For me, the first part is more interesting than the first because I think it’s a neatly executed dissection of traditional office power structures and politics – especially the bureaucratic, patriarchal models and the behaviour that they encourage and reinforce, e.g. maintenance, caution and dependency. Having worked for numerous large organisations, I have to say that I recognised an awful lot in what Block points out here about top-down, high control management where success is defined as moving up the ladder and employees engage in manipulative behaviour to those above and below the to create dependency.
The section where he talks about how people don’t talk about feelings in this type of organisation because the focus is on just getting the job done especially resonated with me, as did the section where he talks about how sacrifice is encouraged for vague future rewards that then fail to materialise. Being honest, I also have to say how much I recognised in myself the behaviour types such as focusing on financial rewards and seeking approval of performance and how I instinctively moved towards safety. Block is also good at recognising how even when you’re at the top you’re still powerless in organisations like this as there are shareholders who you have to please.
Much of what he says about characteristics of entrepreneurial structures and empowerment are common sense, e.g. being straight with employees when communicating with them (whether it’s about cuts or career progression) but I thought he made good practical points about pancake structures and practical steps to ensure that supervisors/managers aren’t given an opportunity to micro-manage so as to delegate decision making further down. I also think he makes sensible points about how not everyone will be up for changes aimed at empowering people while making suggestions for how to structure things like meetings and task assignment to encourage employees to take more control (e.g. by having employees initiate and lead staff meetings or expressing tasks in broad terms and having employees explain what support they need to achieve them).
The second section about positive political skills at works wasn’t quite as successful for me, mainly because it really focuses on establishing and enacting visions of greatness, which is just one of those management-speak things that sets my teeth on edge. That’s not because I don’t think people should try to do the best they can but because they so often get caught up in grandiose language and because I’m not convinced people need a vision in order to work hard to achieve something. Also, although Block addresses the fact that some people will not have a vision, his “solution” is to ask them to suppose they do and then describe it, which I think is a bit circular although he does give more interesting advice later in terms of focusing on customers and what they want and forgetting about being number one he also tells you not to be practical because it will restrain your vision and that just cuts against my grain.
The chapters where he talks about ways to identify allies, fence sitters, bedfellows and opponents are more useful in terms of strategies for dealing with the same, facing reality, being honest and authentic about our own contribution to problems. Again, there’s a lot of common sense here and Block did succeed in making me re-evaluate my own approach and behaviours.

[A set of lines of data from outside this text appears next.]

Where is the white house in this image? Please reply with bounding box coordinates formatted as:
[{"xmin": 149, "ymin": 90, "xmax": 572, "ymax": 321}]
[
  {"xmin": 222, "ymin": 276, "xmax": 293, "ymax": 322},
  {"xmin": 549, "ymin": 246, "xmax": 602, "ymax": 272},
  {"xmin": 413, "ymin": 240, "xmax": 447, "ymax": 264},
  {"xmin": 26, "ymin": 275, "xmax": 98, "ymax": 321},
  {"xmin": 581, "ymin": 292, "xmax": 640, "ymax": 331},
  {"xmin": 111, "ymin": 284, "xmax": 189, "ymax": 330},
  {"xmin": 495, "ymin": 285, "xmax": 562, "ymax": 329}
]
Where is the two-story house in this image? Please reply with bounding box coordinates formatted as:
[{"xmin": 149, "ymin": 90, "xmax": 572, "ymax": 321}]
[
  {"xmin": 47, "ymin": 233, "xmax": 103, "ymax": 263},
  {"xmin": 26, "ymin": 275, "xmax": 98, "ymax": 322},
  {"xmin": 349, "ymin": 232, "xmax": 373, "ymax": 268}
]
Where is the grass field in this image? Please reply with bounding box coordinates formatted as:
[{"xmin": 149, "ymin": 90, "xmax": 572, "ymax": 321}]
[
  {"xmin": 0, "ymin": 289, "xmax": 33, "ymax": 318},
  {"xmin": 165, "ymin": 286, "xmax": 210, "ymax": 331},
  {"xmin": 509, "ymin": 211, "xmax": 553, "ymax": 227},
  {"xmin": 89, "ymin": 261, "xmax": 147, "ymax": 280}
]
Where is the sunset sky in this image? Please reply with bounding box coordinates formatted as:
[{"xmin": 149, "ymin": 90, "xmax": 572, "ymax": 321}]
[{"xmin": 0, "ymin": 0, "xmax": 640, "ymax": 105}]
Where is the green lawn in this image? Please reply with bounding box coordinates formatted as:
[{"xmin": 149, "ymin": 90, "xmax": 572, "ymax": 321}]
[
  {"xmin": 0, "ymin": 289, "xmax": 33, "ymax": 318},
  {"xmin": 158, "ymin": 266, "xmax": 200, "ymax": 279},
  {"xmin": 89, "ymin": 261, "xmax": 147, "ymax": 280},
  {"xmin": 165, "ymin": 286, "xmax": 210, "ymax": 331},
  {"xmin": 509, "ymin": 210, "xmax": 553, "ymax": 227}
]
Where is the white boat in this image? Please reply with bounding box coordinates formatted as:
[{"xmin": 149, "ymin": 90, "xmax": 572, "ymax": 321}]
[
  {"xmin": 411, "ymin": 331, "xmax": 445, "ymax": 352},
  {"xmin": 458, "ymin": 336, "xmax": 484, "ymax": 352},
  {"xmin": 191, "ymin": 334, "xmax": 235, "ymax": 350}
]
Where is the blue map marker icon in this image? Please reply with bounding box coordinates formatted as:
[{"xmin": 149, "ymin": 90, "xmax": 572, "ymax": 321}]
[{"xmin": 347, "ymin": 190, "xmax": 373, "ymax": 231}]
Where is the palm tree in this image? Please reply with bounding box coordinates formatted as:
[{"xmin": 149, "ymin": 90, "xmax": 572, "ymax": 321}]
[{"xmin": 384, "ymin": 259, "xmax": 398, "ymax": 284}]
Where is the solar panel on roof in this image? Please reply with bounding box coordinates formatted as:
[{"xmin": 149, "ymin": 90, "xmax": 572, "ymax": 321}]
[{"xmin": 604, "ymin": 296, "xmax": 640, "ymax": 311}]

I should say that this is a very US-centric book (as a lot of management/leadership books tend to be) and that influences some of the analysis (notably with regard to the fear of being let go given the looser termination regime there) but there’s enough practical advice here to also apply to UK organisations.
Ultimately I think there was a lot here that was useful and which I recognised from my own experience in working for large organisations and as such, I think it’s worth a look if you want to take a critical look at your company and what you can do to improve things.
Thanks to the Amazon Vine Programme for the review copy of this book.